Mid-1990s Boulder was busy with activity. Fitness was king. Local businesses were prized. Hacky Sack circles and jam band opuses were ubiquitous anywhere students congregated.

Simultaneous to that, though, was something wholly different. Buried in the corridors of the JILA tower on CU’s campus, a breakthrough was purring along quietly. Professors Carl Wieman and Eric Cornell were making real what many physicists thought was only theory.

In the 1920s, Satyendra Nath Bose and Albert Einstein conceived of a new form of matter, which came to be known as the Bose-Einstein Condensate. A full explanation is beyond my pay grade, but in essence they put forth that, at extremely low temperatures, particles would begin acting less like individual pieces and more like a uniform wave. It’s what the high-level math said, anyway. At the time, few imagined that would ever be tested.

Wieman and Cornell saw things differently. Before that, however, it’s worth pausing for a quick refresher.

Temperature, for physicists, is a matter of particle behavior: when they are excited and moving rapidly, it’s called heat; when moving slower, it’s labeled cold. Greater excitement means more energy and mutable bonds between particles, less excitement the opposite.

As an example, compare hot air balloons to ice. Heating air within a balloon reduces density relative to the air outside of it, increasing buoyancy. Ice is a matter of water molecules cooling until they create strong, crystalline structures. In both cases, temperature and corresponding properties result from how much energy is present among particles.

BEC Stanford

A CG graphic of the apparatus | credit: Stanford University

Wieman and Cornell ran with that concept. Through a complicated system of magnetic “traps” and lasers, they coaxed rubidium atoms into slowing more than had ever been observed (the traps corralled atoms in place; the lasers, along with evaporative cooling, counteracted particle movement). In 1995, after much refinement, that system led to creation of the first Bose-Einstein Condensate.

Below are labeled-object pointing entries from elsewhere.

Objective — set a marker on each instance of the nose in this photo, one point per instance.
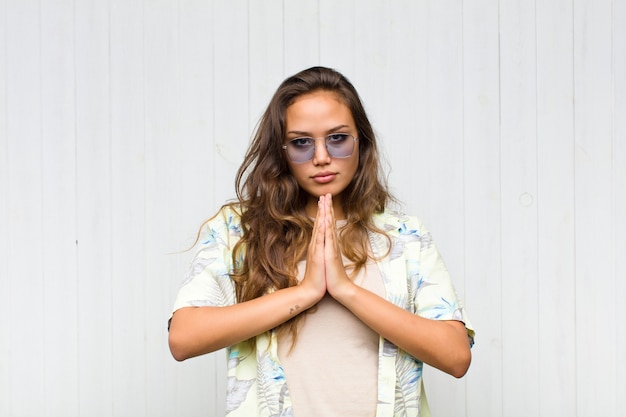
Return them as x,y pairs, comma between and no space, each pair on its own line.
321,156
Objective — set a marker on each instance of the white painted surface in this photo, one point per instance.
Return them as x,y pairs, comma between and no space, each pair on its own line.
122,124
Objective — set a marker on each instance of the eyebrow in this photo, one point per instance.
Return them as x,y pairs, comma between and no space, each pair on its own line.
329,131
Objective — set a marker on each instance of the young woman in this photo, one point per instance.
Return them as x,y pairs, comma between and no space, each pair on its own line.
328,303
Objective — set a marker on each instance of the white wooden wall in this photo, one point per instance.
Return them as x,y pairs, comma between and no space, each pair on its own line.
122,123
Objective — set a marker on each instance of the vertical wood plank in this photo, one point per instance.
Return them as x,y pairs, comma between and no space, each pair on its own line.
555,205
518,161
439,155
93,164
301,29
128,277
337,23
162,198
595,277
200,383
25,298
482,215
371,61
59,209
5,281
265,55
619,193
231,92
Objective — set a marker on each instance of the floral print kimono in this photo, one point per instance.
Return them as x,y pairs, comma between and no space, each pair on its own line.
414,276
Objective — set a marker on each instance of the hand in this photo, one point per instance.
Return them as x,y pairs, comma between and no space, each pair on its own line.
337,279
315,274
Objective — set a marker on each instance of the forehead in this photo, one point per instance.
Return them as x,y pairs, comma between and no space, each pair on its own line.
316,112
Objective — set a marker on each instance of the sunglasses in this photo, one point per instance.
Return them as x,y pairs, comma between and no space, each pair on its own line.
302,149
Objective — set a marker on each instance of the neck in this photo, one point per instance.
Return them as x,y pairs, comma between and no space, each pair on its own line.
311,208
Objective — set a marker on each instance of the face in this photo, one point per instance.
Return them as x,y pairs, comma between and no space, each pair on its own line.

So then, their JILA lab housed the coldest spot in the universe, at 170 nanokelvin (meaning 1.7 x 10-7 Kelvin), as close to absolute zero as had been recorded. For scale, remember absolute zero—the theoretical point at which no particle energy is present—is 0 Kelvin, or −459.67 °F. The Condensate was astounding enough that Wieman, Cornell, and Wolfgang Ketterle (who was on the same track using sodium atoms) were awarded the Nobel Prize for Physics in 2001.

Evap2

The BEC forming | credit: ChemPRIME

As happens, others eventually surpassed that work. In 2003, a team at MIT reached a temperature of 450 picokelvin (equal to 4.5 x 10-12 Kelvin) in their lab. This pushed particles to such a low excitement state that Earth’s gravity became a stumbling point, so much so that, as of January 2014, NASA made plans to create a Condensate on the International Space Station. They hope to reach low temperatures somewhere between 100 and 1 picokelvin in the near future.

Though subsequent achievements are impressive, it all began with Wieman and Cornell’s breakthrough. For eight years, Boulder housed a spot edging on absolute zero, something the universe itself can’t produce naturally, as far as we know. Practical applications of the Condensate are still to come, but it’s no less awe-inspiring. Between 1995 and 2003, despite all the activity in our city, it was a small chamber in a laboratory on CU’s campus that had the most heat… non-scientifically speaking, of course.